Dünyanın yaklaşık 100 yıl önce Carl Gustav Jung sayesinde haberdar olduğu “arketip” kavramı, bugün "rüyalarımızdaki sembollerin analizi yoluyla psikolojik tedavi"nin çok ötesinde, bazı pazarlama iletişimi uzmanlarının da gündemini meşgul ediyor...
Arketipleri kısaca, “kolektif bilinçaltımızın yapıtaşları olan evrensel iletişim sembolleri" biçiminde tanımlamak mümkün...
Farkında olmasak da, gündelik hayatla kurduğumuz iletişimin önemli bir bölümünde arketipleri ya da onların "değişime uğramış sembollerini" kullanıyoruz:
Örneğin, bin yıllardır tüm masal ve efsanelerin vazgeçilmez unsuru olan “sihirli değnek”in günümüzdeki karşılığının iPod olduğu iddia edenler hiç de az değil:
Çünkü tek dokunuşla gerçek dünyadan kopup masalsı bir mutluluk dünyasına geçiş yapabilmek, yani kendimize bir "escapist world" yaratabilmek, insanların en eski hayallerinden birisi. Bugün iPod'un düğmesine dokunduğumuz anda, kendimize kalabalık içnde bir özgürlük alanı yaratabiliyoruz (tıpkı televizyonun kumanda aletinin de “tek dokunuşla dünyamızı değiştiren” sihirli değnek olması gibi)...
Jung, içinde yaşadığımız kültür, zaman ya da coğrafyadan bağımsız olarak, her bireyin mutlaka bir şekilde paylaştığı bir “kolektif bilinçaltı” bulunduğunu iddia ediyordu.
Dinlediğimiz / anlattığımız hikayeler, farkına vardığımız her türlü mesaj, düşlerimiz ve inançlarımız hepsi bir araya gelerek, zihnimizin derinliklerinde bir yerde "ortak paydalar, ortak kavramlar" oluşturacak biçimde birikiyordu... Örneğin, "masum ve cahil genç kız – bilgisini kötü niyetli kullanan cadı", "iyilik uğruna suç işleyen kahraman – dostunu satan hain", "kuralları koyan kral – onu eğlendiren soytarı" gibi arketiplere, yani kim olursak olalım gündelik davranış ve ilişki modellerimize bir biçimde yansıyan evrensel karakter kalıplarına ve iletişim sembollerine ulaşıyordu.
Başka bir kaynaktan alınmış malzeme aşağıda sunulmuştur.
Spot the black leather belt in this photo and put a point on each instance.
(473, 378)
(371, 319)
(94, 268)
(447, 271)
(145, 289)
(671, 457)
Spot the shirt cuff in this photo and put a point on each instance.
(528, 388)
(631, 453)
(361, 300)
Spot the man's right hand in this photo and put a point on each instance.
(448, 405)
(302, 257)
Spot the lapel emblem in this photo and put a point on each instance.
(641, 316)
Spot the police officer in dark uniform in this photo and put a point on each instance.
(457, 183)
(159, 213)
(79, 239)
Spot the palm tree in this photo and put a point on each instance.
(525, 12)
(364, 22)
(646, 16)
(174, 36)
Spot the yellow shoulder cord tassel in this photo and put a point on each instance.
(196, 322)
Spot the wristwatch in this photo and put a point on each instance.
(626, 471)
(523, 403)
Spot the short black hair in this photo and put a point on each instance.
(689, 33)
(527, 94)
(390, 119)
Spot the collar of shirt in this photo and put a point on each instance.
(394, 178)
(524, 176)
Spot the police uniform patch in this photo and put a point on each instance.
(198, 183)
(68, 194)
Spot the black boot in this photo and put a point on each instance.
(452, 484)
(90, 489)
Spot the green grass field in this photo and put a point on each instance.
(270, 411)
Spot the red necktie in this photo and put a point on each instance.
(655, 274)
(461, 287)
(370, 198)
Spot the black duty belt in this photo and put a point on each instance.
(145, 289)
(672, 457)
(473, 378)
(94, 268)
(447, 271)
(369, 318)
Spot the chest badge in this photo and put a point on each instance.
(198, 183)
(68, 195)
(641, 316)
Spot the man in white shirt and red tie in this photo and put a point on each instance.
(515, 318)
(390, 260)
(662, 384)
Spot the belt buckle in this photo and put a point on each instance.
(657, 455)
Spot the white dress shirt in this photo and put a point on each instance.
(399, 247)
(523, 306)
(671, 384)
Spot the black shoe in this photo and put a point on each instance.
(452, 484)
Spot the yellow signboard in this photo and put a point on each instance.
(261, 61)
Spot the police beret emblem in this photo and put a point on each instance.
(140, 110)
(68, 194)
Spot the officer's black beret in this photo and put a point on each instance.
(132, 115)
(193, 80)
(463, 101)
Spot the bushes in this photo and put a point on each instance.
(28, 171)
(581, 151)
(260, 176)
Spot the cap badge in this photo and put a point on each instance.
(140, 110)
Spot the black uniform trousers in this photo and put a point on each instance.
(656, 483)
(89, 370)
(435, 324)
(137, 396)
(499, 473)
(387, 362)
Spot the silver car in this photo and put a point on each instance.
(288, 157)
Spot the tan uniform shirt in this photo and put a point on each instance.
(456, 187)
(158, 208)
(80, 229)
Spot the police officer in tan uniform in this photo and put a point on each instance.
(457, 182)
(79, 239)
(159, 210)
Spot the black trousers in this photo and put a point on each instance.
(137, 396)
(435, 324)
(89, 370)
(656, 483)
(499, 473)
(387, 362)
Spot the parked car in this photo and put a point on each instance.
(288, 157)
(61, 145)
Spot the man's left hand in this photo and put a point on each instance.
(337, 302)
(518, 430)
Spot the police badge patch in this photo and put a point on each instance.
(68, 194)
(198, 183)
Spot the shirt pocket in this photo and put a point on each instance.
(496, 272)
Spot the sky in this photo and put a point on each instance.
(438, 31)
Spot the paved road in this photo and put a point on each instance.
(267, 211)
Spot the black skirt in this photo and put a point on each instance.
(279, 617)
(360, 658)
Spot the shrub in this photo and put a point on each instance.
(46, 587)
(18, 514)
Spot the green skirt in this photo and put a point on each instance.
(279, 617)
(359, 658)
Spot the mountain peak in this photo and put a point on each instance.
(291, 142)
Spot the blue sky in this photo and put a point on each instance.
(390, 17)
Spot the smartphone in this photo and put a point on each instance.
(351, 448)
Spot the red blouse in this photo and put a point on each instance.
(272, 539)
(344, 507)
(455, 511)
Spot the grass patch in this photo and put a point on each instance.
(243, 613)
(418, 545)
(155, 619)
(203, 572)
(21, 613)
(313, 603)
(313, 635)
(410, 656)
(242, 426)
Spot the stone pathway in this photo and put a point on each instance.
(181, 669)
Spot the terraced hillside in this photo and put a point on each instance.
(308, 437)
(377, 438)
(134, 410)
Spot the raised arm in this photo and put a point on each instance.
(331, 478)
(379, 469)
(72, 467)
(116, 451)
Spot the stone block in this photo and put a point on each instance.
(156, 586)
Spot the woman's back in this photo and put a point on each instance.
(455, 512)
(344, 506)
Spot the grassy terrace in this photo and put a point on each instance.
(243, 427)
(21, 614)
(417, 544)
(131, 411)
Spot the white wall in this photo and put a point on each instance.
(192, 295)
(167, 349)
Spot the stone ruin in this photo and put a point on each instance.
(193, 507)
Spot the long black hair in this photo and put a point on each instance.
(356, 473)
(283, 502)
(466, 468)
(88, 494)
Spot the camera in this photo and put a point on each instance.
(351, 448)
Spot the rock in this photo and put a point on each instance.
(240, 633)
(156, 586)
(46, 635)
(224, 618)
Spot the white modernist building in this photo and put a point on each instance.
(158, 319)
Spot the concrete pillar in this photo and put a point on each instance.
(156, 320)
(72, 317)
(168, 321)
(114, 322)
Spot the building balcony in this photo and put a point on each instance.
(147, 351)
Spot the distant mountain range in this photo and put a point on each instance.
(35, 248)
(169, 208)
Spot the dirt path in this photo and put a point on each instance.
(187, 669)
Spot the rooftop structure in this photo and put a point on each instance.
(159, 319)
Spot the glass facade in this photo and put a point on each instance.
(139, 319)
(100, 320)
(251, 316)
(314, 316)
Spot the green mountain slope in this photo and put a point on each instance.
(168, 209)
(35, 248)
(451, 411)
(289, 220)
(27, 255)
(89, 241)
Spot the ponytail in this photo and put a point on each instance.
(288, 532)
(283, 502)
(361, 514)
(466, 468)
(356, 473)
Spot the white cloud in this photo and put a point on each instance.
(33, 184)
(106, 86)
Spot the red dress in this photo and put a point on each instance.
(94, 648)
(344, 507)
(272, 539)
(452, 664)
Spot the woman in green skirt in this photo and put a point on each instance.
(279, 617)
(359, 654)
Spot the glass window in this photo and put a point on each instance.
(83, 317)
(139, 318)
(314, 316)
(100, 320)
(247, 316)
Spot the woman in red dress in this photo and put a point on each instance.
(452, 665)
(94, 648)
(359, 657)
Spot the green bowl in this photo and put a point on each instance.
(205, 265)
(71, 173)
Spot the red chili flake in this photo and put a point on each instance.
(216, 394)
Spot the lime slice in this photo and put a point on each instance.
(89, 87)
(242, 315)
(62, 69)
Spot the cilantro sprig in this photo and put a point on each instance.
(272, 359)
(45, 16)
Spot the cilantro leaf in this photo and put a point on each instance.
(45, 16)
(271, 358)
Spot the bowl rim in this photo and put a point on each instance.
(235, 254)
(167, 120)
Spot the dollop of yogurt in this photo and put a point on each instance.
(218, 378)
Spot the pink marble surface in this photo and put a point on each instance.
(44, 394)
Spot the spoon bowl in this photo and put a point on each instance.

Bugün modern pazarlama iletişimde arketiplerin önemi de, tüketicileri davranış modellerine ve markalarla kurdukları ilişki türlerine göre gruplarken, herkesin kolayca anlayacabileceği ortak kişilik özellikleri ve ortak değer yargılarını sembolize eden evrensel karakterler olarak kullanılmalarına dayanıyor.
Tabii ki tüm matematiksel / kantitatif verileri bir kenara iterek, yalnızca arketipler yoluyla tüketici davranışlarının tamamını açıklamaktan bahsetmiyorum... :)
Tüketicilerin satın alma kararlarının hangi mekanizmalara dayandığını anlamaya çalışırken, arketipleri yalnızca ikincil seviyede analiz desteği sağlayan yardımcı bir araç olarak kullanmakta fayda var... :)
Tüketici davranışlarında en sık gözlenen değer yargısı mekanizmaları, iki ana eksen etrafında biçimleniyor:
1) Macera ve değişim arayışından başlayıp güvenlik duygusu ve muhafazakarlığa uzanan eksen.
2) Vicdan ve fedakarlık duygusundan başlayıp bencillik ve kişisel başarı arayışına uzanan eksen.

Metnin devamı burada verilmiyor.